Whilst the temptation is to go as cheaply as possible, don’t just look at the figures. Many an investor has lost out because he or she opted to go for the cheapest option, and it turned out to be far from the best product to buy. With investment products, you, to a degree, should get what you pay for, but there are many cases in which expensive funds have performed badly, and cheap funds well. This relates to management fees, however, and not to loads, which can be a complete waste of money. For more on this distinction, read on..
There are 3 hidden costs of mutual funds that can cut into your savings more than you may think.
1 – 12b-1 fees
These fees are common in mutual funds and are used to cover marketing and distribution costs. They are clearly listed in the prospectus of every fund. Some fund companies use this fee to pay brokers who bring them custom, so make sure your broker is not offering you a fund for this reason. This fee varies little from fund to fund, so does not significantly impact investor choice.
2 – Loads
Front end loads – A load is a commission paid to a broker when you buy into a mutual fund. This fee goes to the middle man and the middle man only. If you invest $20000 into a mutual fund, and the load is $700, you need to make this just to break even. You will also lose out on some compound interest. In addition to this, loads mean that if you make a bad investment, you can feel trapped. If you want to sell a poorly performing fund, then you will need to buy into a fund in the same family if you want to avoid paying another load. This significantly reduces your options.
Back-end and ongoing loads – Mutual funds are usually listed as A, B and C shares. All of these classes have a load of some kind, cutting into your finances. A shares have a front-end load. B shares have a back-end load. This means that you have to pay at least 5 percent if you sell the funds within 5 to 7 years. C shares have a back-end load which means that if you sell the fund in the first year you pay at least 1 percent.
Quick and simple advice for you: avoid load funds!!! No-load funds are the same and perform just as well, but are much cheaper!
3 – Management fees
These vary considerably for different funds. For example, bond funds have small fees. International equity funds, on the other hand, have large fees, to cover the traveling costs of the fund managers.

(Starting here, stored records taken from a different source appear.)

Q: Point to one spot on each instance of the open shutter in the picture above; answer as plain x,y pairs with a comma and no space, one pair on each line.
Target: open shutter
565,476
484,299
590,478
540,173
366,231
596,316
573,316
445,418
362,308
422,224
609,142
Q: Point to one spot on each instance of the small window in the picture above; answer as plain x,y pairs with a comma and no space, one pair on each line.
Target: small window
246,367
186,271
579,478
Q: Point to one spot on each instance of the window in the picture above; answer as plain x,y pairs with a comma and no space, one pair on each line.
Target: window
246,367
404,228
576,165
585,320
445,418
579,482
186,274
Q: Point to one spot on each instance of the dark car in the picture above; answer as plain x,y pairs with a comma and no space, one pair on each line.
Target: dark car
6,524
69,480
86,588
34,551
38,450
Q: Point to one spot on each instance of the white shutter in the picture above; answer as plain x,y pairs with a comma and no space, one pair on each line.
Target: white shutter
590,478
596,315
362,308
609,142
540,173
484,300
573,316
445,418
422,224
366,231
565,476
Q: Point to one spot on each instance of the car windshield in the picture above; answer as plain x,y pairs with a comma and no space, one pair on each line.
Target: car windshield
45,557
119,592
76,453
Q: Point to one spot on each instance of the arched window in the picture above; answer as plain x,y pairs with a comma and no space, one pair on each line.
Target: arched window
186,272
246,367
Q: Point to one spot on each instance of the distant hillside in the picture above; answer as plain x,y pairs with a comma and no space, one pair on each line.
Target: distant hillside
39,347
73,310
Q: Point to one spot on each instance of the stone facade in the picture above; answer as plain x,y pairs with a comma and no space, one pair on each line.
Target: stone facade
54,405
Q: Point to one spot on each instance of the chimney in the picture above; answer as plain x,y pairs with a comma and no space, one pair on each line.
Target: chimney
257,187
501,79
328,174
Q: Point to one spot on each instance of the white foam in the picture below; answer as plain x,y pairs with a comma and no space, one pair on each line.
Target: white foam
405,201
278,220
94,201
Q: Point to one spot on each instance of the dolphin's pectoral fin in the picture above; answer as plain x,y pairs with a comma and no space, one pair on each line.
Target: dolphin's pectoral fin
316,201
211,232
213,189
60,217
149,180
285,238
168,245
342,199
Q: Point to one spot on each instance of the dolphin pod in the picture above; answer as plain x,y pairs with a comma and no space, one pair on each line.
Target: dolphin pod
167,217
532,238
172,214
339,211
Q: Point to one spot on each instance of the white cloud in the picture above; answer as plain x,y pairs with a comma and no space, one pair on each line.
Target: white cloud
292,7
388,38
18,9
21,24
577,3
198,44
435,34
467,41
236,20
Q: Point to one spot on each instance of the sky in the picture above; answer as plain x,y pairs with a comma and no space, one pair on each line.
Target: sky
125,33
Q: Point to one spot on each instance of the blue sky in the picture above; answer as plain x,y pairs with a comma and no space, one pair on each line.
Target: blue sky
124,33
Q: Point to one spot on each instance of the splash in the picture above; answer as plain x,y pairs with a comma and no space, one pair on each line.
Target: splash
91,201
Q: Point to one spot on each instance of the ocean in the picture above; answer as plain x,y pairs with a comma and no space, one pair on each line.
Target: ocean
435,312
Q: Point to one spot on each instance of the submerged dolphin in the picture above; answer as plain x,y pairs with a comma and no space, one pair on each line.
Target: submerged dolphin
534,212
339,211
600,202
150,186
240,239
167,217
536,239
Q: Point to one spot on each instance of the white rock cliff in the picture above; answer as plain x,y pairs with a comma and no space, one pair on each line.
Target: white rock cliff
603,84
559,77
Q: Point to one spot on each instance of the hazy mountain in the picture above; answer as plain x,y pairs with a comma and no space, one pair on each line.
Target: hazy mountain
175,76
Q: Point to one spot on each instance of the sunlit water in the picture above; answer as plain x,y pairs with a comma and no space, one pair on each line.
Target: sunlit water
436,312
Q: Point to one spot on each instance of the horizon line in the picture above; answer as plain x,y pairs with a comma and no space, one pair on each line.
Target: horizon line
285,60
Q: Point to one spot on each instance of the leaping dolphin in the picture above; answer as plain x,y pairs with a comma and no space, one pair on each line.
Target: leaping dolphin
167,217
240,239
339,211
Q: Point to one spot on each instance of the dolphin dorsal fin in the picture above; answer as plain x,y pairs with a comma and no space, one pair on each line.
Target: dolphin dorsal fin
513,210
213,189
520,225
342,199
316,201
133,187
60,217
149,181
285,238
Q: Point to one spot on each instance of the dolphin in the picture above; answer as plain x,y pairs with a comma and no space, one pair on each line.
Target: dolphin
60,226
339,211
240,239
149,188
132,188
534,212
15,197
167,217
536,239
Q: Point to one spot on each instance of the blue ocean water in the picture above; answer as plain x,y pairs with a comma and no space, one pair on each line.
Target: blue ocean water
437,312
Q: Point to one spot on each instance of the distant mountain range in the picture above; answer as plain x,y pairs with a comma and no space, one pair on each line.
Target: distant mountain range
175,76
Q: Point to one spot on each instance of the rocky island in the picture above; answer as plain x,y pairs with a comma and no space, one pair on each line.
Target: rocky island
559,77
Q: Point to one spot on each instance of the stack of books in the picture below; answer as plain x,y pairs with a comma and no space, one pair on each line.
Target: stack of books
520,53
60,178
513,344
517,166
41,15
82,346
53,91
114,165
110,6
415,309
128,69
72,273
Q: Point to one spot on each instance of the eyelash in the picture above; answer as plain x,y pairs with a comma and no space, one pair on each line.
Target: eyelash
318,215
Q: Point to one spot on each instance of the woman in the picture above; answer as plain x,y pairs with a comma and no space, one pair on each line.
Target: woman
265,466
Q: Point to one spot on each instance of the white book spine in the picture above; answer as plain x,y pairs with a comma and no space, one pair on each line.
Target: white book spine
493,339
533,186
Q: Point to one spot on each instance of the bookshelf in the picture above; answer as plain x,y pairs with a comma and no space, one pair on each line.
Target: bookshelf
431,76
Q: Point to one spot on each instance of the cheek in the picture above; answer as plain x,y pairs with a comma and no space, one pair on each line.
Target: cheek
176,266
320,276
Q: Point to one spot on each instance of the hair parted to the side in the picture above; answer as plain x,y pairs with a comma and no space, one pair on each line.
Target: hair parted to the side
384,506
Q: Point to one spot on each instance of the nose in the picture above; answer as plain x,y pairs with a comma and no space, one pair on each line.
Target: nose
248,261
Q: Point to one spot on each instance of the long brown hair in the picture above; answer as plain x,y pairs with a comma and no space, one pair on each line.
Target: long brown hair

Management fees DO vary widely, and this is where you as an investor has the most choice,l and it brings me back to my first point. There is no reason why you should be paying super high management fees if you are not getting the reward, but just going for the lowest fees might leave you with minimal reward anyway. It is important to know how the manager has been running any particular fund, and the returns that he or she has made. If the results are better than the market average, then it would be worth paying a higher than average management fee if this fund demands it.